4.4. Consequences for Molecular Signaling Pathways

Our method to assess CO2 efflux partitioning (stem respiration vs. xylem sap transport) will be extremely useful to monitor root-to-shoot signaling via xylem sap composition. In effect, the xylem sap bicarbonate concentration and thus the propensity to liberate CO2 are directly related to sap pH [43,44], which in turn plays a role in water relations. It has been shown that under water deficit or a high soil CO2 concentration, there is a change in sap pH [47,48,49]. This stimulates starch degradation via the trehalose 6-phosphate signaling pathway (for a recent study, see Gao et al. 2022 [54]), thereby facilitating acidic invertase activity and soluble sugar accumulation to adjust the apoplastic osmotic potential and facilitate embolism repair [55]. Also, the sap pH affects abscisic acid (ABA) signaling via tissular compartmentalization [50]. In the field, it has also been shown that there is a co-variation between xylem sap pH and ABA content, leading to stomatal closure during the dry season in evergreen and semi-deciduous woody species [51]. It is also worth noting that a low pH and bicarbonate concentration have an effect on phenolic peroxidases and Zn-Cu superoxide dismutase (SOD), two enzymes that have been found repeatedly in the xylem sap proteome [56]. In fact, phenolic peroxidases have higher activity at a low pH [57], while bicarbonate enhances the peroxidase activity of SOD [58].

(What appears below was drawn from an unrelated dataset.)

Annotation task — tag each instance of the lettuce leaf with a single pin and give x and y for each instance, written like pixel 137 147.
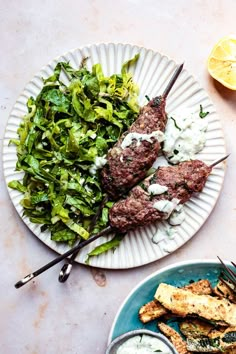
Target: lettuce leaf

In other words, there is likely an interaction between CO2 efflux and drought signaling pathways involving reactive oxygen species (ROS). CO2 efflux from non-photosynthetic plant tissues—such as stems, roots, and xylem parenchyma—is likely intricately linked to salt, temperature, and drought stress responses through ROS signaling pathways [59]. Under these abiotic stresses, ROS accumulate in organelles like mitochondria and peroxisomes, modulating respiration by altering mitochondrial electron transport and activating alternative oxidase pathways. This directly affects the rate and pattern of CO2 release from these tissues [60]. As a result, CO2 efflux may reflect both local respiratory activity and broader oxidative stress signaling under challenging environmental conditions. Collectively, monitoring ARQ and thus estimates of xylem sap transport of CO2 using our method might be used to follow root-to-shoot molecular signaling processes. Given that stem CO2 efflux and O2 influx measurements provide real-time, integrative indicators of respiratory activity in woody tissues, mechanistic interpretation in future studies will be enhanced through targeted biochemical assays. Among the most directly comparable methods are mitochondrial O2 consumption assays using Clark-type electrodes, isothermal calorimetry to quantify total respiratory heat output, and enzymatic activity measurements of the alternative oxidase (AOX) and cytochrome oxidase (COX) pathways. These methods, along with metabolic profiling of sugars, organic acids, and amino acids, may enable a mechanistic interpretation of gas exchange patterns in relation to respiratory substrate use and pathway activity under varying environmental conditions. These comparisons, summarized in Table 2, are expected to enable a systems-level understanding of how respiration responds to environmental conditions such as drought, high temperature, and salinity.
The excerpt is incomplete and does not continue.